We ease through the woods as silently as possible and find our way to the stand.  The sun is starting to lighten the sky and it’s getting easier to see.  He’s fallen twice more in the dark but seems to be handling it well.  He just gets up without a word and tries again.  I’m proud of him.

I make him check that his gun is unloaded again and show him how to tie it onto the line that’ll let him pull it up.  We used to climb with our guns but this way is much safer.   I show him how to climb the ladder to the stand by always keeping three points of contact and explain to him how to best turn around and get seated once he’s at the top. 
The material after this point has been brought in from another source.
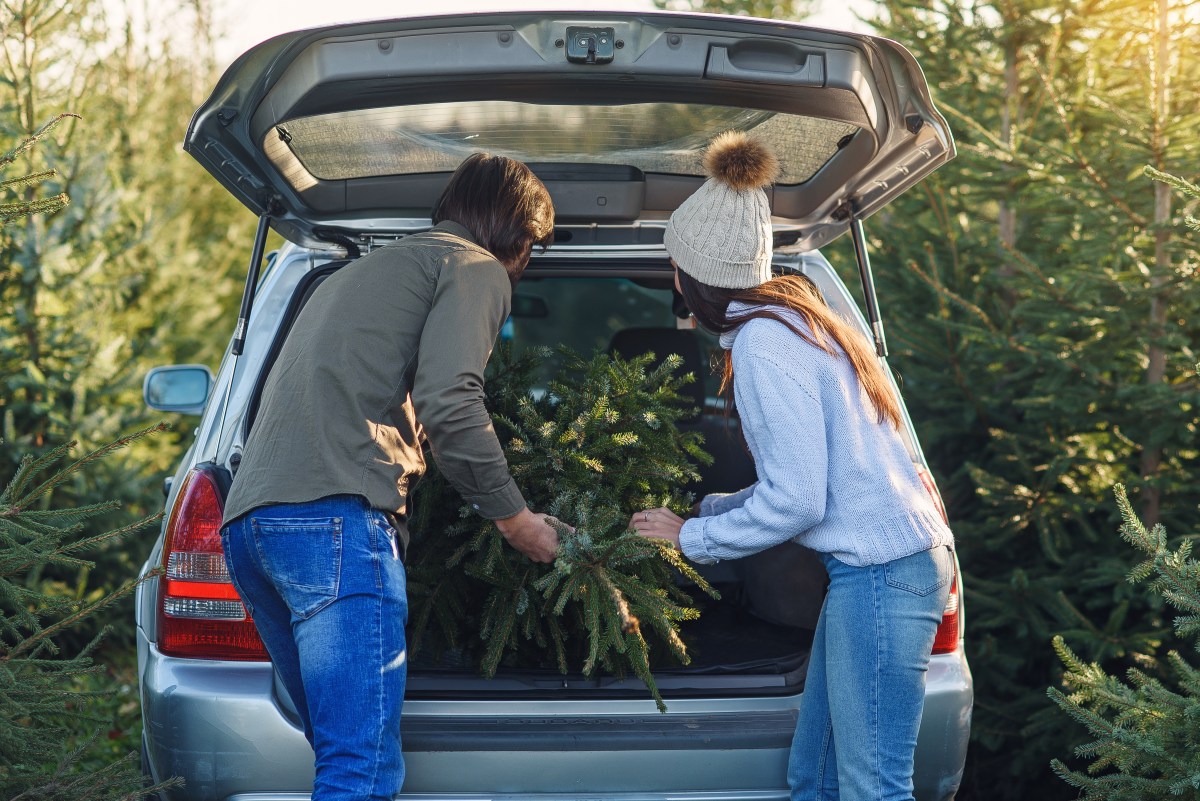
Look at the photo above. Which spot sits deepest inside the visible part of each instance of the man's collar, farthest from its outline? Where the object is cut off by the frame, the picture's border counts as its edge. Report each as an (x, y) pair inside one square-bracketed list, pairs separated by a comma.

If you think you’re brave try climbing a twenty foot ladder… and figure out how to turn around and sit down… at ten years old… in the dark.   He does a good job of it while I stay below to play catch if something goes wrong.   He never balks at the task and follows my whispered instructions exactly.
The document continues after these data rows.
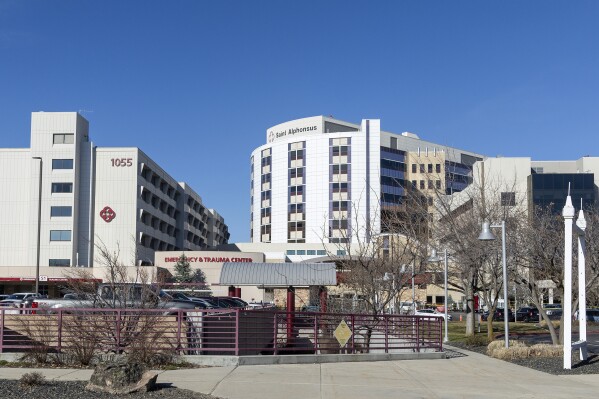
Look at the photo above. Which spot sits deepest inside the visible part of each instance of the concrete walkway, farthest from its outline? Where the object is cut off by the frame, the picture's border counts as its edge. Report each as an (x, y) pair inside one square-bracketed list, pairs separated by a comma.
[(472, 376)]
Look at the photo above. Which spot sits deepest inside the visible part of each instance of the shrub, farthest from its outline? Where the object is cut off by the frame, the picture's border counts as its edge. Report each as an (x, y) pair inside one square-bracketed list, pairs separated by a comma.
[(519, 350), (546, 350), (31, 379)]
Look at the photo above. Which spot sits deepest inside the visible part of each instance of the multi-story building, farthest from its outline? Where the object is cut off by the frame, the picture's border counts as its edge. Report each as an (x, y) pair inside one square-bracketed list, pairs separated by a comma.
[(322, 180), (528, 184), (64, 196)]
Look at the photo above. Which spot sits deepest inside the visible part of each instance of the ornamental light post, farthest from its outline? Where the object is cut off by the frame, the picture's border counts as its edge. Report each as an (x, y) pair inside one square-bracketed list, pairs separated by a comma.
[(487, 235), (435, 258)]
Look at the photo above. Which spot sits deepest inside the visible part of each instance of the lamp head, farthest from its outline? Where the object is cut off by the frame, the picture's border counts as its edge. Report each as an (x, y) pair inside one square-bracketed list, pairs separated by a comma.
[(486, 234), (434, 257)]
I quickly climb up and sit beside him before showing him how to pull his gun up safely.   He breaks the single shot open just like I’ve taught him and I give him a shell to put into it. He knows what it is, we spent 45 minutes at Outdoor World looking for exactly the right load.  When he unloads it later I’ll let him keep that shell in his pocket.  I nickname him Barney for the day.  It’s a joke that he doesn’t get of course but one that I find completely hilarious so I stick with it.

We’re in a good spot that catches the Sun as soon as it rises.  We warm slowly as we watch the sunrise cause the remaining fog to first glow a thousand shades of orange and then burn away.  The day dawns perfectly clear and the wet pine needles shine a bright green off to our left.  It’s a truly fantastic day and we enjoy it.  Teacher and student.  Buddies. Side by side for a common task in the cold of the North Carolina woods.  I quietly recite to myself all of the things that I love about living here as we pass the morning hunting.


2 thoughts on “Cold…

  • December 16, 2009 at 9:45 pm

    Memories to put a smile on your face?
    Yours… and especially his. Thanks for sharing.

  • December 22, 2009 at 2:07 pm

    Tommy, this fascinated me. My eyes glued to the page. Sometimes a smile. A chuckle. Even a tear. It’s a wonderful story, and I loved the back and forth element. Talented writer. Loving uncle. I can imagine the boy’s determination to model the teacher, the desire to please one he loves and respects. The teachers’ love for the boy. Elder making sure youngun grows in the family traditions taught by a slap to the head. My heart finds another seed of affection for you. Clansmen by chance. Friends by choice.